This small dog has a slight resemblance to a Dachshund, with short legs (although longer than a dachshund’s) and a long body. The coat is dense, short but smooth except for the tail and neck. The round eyes have a lively expression. Being very sturdy, the Alpine Dachsbracke is visibly robust and has a big boned structure.
The Alpine Dachsbracke is not known to suffer from any genetic diseases, though they are prone to back injuries do to their elongated backs. This breed also has a risk for hip dysplasia as well as other musculoskeletal issues – especially if the dog becomes obese.
Used effectively to track wounded deer, this breed could work even in harsh terrain and high altitude. It makes a good companion, although it is primarily a hunter and therefore is kept mostly by hunters. It has a fearless, friendly and intelligent personality. Most Alpine Dachsbrackes are excellent with children and good with dogs and other pets, though they may exhibit a strong prey drive typical of many scent dogs.
The Alpine Dachsbracke is a lively and hard-working breed that is born to hunt. As such, these dogs have fairly high energy levels and high needs for exercise.

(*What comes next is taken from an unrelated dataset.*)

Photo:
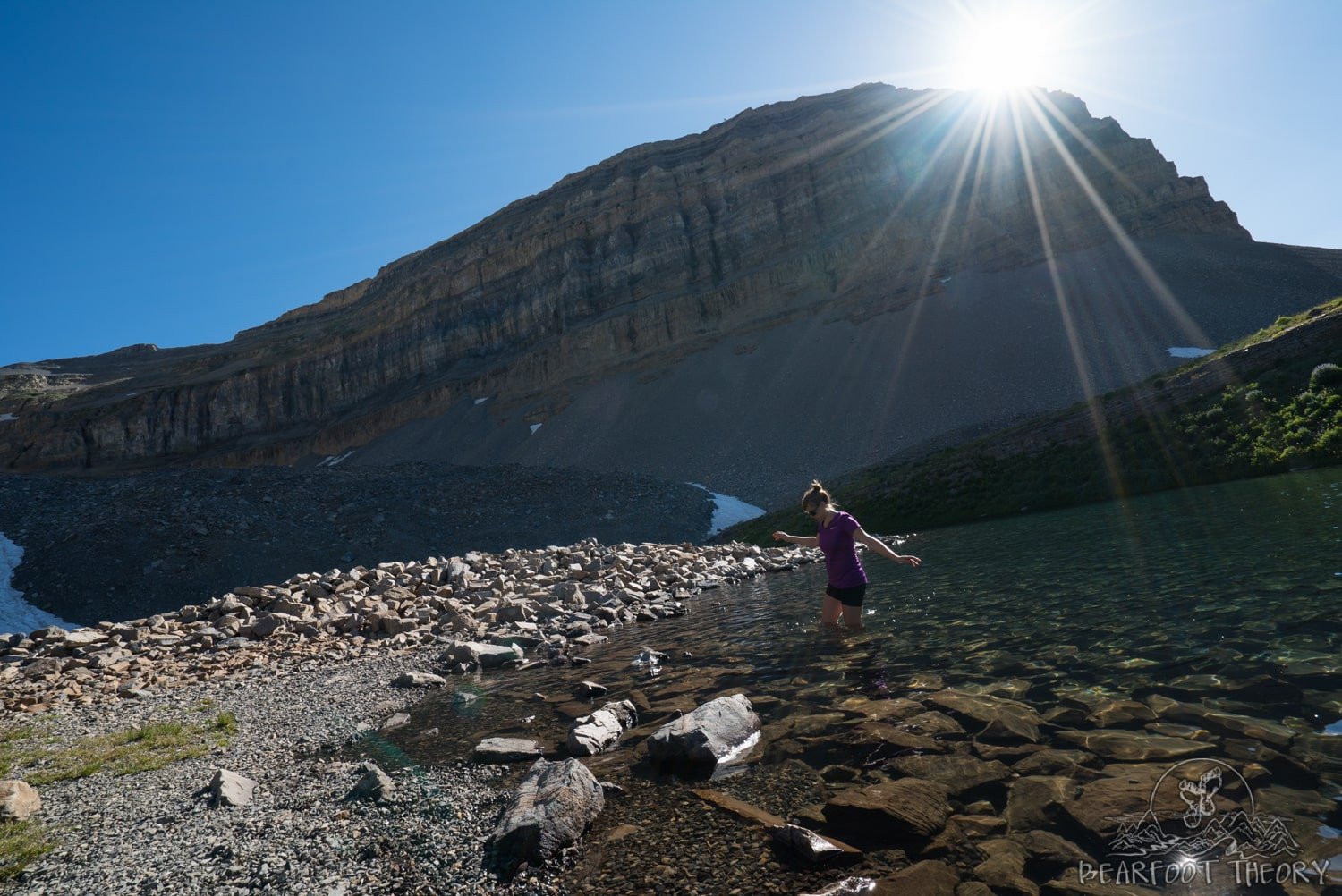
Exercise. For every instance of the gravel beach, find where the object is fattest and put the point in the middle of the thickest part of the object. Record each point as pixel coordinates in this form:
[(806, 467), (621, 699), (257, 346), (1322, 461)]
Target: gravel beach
[(155, 832), (308, 678)]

With their short legs, you may not expect this breed to achieve great speeds, but the Alpine Dachsbracke is a surprisingly fast runner with excellent stamina.

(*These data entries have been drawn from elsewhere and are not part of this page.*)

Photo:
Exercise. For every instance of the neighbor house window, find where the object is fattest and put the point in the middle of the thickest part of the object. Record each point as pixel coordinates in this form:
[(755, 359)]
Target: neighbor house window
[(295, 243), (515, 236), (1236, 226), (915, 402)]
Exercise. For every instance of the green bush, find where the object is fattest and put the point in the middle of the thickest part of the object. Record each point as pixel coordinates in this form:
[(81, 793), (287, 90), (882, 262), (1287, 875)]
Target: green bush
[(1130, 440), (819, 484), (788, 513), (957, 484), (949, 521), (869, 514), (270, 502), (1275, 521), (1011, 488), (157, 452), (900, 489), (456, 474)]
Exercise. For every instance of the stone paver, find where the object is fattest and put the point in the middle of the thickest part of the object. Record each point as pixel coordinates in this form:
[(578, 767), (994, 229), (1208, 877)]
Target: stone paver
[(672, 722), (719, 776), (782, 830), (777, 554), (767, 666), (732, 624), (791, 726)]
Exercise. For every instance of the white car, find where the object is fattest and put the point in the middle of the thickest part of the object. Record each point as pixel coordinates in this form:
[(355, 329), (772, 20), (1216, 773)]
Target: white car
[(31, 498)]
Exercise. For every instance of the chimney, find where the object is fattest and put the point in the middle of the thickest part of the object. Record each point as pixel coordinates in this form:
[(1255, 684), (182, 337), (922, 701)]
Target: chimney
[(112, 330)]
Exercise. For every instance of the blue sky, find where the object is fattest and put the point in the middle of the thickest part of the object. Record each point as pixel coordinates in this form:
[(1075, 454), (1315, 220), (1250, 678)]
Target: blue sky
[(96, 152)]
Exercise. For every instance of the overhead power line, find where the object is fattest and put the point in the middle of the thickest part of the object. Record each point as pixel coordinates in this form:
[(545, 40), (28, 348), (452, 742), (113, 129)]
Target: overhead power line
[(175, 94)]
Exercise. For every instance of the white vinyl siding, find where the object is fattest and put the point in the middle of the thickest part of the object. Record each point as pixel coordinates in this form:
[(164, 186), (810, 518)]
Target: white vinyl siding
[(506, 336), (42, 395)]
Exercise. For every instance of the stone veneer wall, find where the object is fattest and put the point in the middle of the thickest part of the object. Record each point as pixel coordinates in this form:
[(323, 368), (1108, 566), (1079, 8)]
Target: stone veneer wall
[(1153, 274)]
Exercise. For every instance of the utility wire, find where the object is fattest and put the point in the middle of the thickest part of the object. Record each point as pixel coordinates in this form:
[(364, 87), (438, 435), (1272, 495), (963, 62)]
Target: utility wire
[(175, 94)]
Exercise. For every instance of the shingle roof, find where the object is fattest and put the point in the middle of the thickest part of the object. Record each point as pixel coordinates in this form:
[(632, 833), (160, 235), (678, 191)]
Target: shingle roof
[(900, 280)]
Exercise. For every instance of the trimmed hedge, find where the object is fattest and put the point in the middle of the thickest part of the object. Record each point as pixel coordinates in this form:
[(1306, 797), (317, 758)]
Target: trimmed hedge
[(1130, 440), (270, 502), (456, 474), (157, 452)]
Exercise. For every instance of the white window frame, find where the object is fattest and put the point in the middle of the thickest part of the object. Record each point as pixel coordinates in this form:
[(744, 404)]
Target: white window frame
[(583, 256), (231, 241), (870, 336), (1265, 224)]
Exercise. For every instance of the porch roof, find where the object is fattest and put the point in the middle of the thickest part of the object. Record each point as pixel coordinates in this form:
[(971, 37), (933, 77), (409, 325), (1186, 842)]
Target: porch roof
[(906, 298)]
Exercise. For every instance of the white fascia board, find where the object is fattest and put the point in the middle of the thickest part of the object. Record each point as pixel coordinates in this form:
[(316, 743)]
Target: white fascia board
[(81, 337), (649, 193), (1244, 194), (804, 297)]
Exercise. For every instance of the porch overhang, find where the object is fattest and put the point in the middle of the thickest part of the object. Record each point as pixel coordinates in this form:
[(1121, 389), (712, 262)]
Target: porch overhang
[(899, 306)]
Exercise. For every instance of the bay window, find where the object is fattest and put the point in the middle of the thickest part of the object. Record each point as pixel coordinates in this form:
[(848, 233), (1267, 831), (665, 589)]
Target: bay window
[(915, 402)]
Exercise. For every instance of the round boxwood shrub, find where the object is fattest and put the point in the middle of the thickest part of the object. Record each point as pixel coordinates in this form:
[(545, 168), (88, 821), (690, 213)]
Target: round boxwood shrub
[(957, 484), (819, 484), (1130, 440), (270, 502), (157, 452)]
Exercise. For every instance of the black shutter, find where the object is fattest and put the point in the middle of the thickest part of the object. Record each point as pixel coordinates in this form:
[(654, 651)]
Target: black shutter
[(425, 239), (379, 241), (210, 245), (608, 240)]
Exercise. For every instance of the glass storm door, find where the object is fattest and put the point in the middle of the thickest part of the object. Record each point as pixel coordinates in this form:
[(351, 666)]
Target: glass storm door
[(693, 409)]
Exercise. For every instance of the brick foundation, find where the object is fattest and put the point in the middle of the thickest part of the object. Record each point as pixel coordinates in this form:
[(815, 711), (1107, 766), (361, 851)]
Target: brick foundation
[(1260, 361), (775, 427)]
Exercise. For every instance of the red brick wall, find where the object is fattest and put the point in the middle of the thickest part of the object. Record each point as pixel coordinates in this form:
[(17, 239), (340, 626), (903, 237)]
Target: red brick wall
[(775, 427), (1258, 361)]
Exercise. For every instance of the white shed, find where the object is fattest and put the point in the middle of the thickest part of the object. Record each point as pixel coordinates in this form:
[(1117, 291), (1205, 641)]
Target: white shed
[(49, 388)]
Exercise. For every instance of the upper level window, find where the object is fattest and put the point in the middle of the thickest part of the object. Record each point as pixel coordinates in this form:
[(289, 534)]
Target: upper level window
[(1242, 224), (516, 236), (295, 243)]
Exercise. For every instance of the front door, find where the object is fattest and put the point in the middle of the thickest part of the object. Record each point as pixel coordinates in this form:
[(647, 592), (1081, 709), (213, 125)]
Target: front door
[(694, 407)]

As you might expect from a hunting breed, the Alpine Dachsbracke is intelligent. This makes training fairly easy, though you do need to keep an eye out for independent or obstinate tendencies. This breed responds well to positive reinforcement training and they love having a job to do, especially if it involves hunting. Training is needed to control this breed’s strong prey drive, though they are generally not aggressive with people or other dogs. This breed does benefit from early socialization, especially if you plan to keep it as a family or household companion.
Developed as a hunting breed, the Alpine Dachsbracke has a fairly strong prey drive so they are likely to chase cats and other small household pets. In terms of temperament, however, this breed is gentle and friendly, though they can become destructive if they don’t get enough physical and mental exercise. The Alpine Dachsbracke can adapt to apartment life with adequate daily exercise and this breed makes a great family companion. This dog is also fairly sociable, so he is likely to get along with other dogs.
Alpine Dachsbrackes, as with the other Bracke, can be dated back to the middle of the 19th century. The Dachsbrache were bred down in size by crossing the larger dogs with Dachshunds. It once was a favorite of German royalty. During the 1880s, Alpine Dachsbrackes accompanied Crown Prince Rudolf of Habsburg on hunting trips to Egypt and Turkey. The Fédération Cynologique Internationale recognizes the Alpine Dachsbracke in Group 6 Scenthounds, Section 2 “Leash Hounds” with the Bavarian Mountain Scenthound (Bayrischer Gebirgsschweisshund, no. 217) and the Hanoverian Scenthound (Hannover’scher Schweisshund, no. 213). The only major kennel club in the English-speaking world to recognise the Alpine Dachsbracke is the United Kennel Club (US) in their Scenthound Group, but they use the Fédération Cynologique Internationale breed standard. The breed is also recognized by a number of minor registries, hunting clubs, and internet-based dog registry businesses.